Dois livros serão lançados nos próximos dias em Salvador, no Rio de Janeiro e em São Paulo.


• José Inácio Vieira
  de Melo

   - A Infância do Centauro

O poeta alagoano-baiano José Inácio Vieira de Melo lança em Salvador sua nova coletânea de poesia, A Infância do Centauro, que sai pela editora Escrituras.

Data: 21/07/2007, sábado
Hora: 9h30 às 14h30
Local: LDM Livraria Multicampi
Rua Direita da Piedade, 20
Salvador



• Chacal
   - Belvedere

O carioca Chacal, expoente da geração mimeógrafo, publica agora sua poesia completa pela Cosac Naify / 7Letras. O volume, Belvedere, reúne seus escritos de 1971 a 2007. Lançamento duplo:

- Rio de Janeiro:
Data: 23/07/2007, segunda-feira
Hora: 20h00
Local: Livraria da Travessa
Rua Visconde de Pirajá, 572
Ipanema. Tel. (21) 3138-9595

- São Paulo:
Data: 25/07/2007, quarta-feira
Hora: 19h00
Local: Livraria da Vila
Rua Fradique Coutinho, 915
IVila Madalena. Tel. (11) 3814-5811

Minotauros no divã

Regis Gonçalves

 



NOTÍVAGO

O estrépito da noite
acordou meus ouvidos.
Era a volúpia da noite lambendo a cidade
e seus pés de barro.
Talvez fosse exato resmungar
e dormir de novo
abraçado à névoa dessa sombra.

Mas grandioso era o campo de luzes
irradiadas de teu corpo
penetrando-me.

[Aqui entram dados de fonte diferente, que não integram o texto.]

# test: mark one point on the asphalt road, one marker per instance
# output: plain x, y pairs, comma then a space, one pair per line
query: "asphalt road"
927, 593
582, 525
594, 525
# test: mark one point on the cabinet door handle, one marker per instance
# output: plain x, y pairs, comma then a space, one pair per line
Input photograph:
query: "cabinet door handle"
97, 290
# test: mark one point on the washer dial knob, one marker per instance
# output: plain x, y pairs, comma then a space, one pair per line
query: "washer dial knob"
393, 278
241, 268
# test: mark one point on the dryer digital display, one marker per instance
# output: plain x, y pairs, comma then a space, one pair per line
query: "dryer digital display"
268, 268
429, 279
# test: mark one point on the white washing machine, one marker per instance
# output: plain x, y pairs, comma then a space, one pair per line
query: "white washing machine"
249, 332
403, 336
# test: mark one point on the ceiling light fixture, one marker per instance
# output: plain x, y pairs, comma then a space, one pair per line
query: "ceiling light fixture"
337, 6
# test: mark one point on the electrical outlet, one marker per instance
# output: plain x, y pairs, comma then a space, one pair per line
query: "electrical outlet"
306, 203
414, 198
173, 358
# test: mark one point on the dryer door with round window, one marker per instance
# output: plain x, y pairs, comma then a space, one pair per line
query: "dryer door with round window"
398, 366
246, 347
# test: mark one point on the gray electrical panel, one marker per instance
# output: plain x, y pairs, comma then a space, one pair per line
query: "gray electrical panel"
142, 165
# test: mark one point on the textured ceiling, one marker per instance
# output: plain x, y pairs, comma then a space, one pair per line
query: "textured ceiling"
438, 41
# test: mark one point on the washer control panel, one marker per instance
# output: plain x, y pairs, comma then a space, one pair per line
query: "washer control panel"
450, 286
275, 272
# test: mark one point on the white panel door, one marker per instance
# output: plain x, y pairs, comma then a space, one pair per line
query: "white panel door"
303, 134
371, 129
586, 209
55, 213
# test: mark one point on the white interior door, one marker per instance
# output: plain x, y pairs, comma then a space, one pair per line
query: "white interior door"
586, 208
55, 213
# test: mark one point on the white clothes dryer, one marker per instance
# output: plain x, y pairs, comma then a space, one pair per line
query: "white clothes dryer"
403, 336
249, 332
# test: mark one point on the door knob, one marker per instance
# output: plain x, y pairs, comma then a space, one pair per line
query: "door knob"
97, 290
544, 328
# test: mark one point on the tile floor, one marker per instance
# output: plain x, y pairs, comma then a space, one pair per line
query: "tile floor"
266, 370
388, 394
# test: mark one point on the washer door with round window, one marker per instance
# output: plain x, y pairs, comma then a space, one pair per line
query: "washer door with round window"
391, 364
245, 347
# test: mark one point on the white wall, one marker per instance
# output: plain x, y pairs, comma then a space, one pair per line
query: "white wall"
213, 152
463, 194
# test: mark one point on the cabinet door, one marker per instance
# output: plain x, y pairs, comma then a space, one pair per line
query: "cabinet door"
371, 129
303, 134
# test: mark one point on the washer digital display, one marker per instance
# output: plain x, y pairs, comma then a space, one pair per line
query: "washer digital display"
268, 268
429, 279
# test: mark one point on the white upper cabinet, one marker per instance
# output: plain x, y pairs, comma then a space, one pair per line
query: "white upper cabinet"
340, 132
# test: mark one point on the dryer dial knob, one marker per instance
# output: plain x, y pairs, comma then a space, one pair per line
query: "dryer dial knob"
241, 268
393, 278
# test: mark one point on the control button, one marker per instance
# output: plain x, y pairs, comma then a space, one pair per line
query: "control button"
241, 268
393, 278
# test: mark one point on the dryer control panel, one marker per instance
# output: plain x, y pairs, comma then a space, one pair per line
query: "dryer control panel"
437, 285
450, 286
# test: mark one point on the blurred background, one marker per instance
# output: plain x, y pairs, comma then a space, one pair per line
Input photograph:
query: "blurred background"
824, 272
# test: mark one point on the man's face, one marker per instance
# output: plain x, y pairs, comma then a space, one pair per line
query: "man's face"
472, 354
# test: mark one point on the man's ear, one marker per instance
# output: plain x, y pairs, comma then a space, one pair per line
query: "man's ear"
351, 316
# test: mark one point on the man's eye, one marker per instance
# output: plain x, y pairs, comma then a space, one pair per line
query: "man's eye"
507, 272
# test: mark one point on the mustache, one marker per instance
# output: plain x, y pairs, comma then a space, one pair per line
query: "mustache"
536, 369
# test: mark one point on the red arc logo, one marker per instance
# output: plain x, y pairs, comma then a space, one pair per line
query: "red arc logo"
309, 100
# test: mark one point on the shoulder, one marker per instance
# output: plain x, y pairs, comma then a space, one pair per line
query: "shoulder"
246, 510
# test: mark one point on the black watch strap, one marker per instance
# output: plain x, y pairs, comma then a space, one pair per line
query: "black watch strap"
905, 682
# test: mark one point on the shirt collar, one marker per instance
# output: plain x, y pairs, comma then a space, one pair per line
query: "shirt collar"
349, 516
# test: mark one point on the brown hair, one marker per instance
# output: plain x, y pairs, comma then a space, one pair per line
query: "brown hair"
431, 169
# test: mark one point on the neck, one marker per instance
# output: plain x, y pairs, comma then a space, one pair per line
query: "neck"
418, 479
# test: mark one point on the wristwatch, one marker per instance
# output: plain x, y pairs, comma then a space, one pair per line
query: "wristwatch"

Meu toque
trêmulo despedaça
o mapa da cama: acordo-te.

Impossível pensar a hora
a direção do vento, o signo
predominante do zodíaco.

Irisadas, tuas cores
banhavam o coágulo do meu afeto.
Eras simples e terna
como um cachorro sem dentes.

O ar sabia a fumo e mostarda.
Ingênuo, te perseguia
na motocicleta de meus sonhos.

Inutilmente tento reconstruir
a pulsação do instante
feito de barro e chamas
cavalos que cruzam os céus
gládios de anjos anunciadores
e pivetes insones sob as marquises.


Nenhuma astúcia
desvenda o sentimento guardado
a sete chaves no cofre
de que talvez saibas o segredo.



CHAVE DE SI

flauta embora não possua

é música que inspira

súbita

suave

abstrusa

e à luz de uma cantiga

p i a n í s s i m a

Debussy Ravel

ou Pixinguinha

desata o nó da poesia:

é musa.



OLHOS AZUIS

Seus crus olhos
azuis craquelejam
a fina porcelana
da inveja.

Centauros
minotauros povoam
o divã

sob um farol de lua
acesa ao som
de valsa vienense
ou ameríndia.



ÁUREA DIAMANTINA

Chamar-se Áurea em terra de Chica
e morar na Palha.
Pedras faíscam
entre porcos, no lixo.

"Ai de ti, terra ímpia", o pastor
invectiva.
A lama no entanto
arrasta
os propósitos mais
convictos.

Aurífera, diamantífera
prolífera
mãe de cinco negrinhos.



SOL ARDENTE

disse-lhe:
o amor é feito disso
— diabruras
(o sol
rosnava na janela
e nus
dormíamos)
admirei-me ao vê-la
linha fria
desenovelar-se em mim
como ternura
do amor de nós de tudo
o que sabíamos?
mas havia
a tinta do dia
a descascar-se em luz
sobre seu púbis.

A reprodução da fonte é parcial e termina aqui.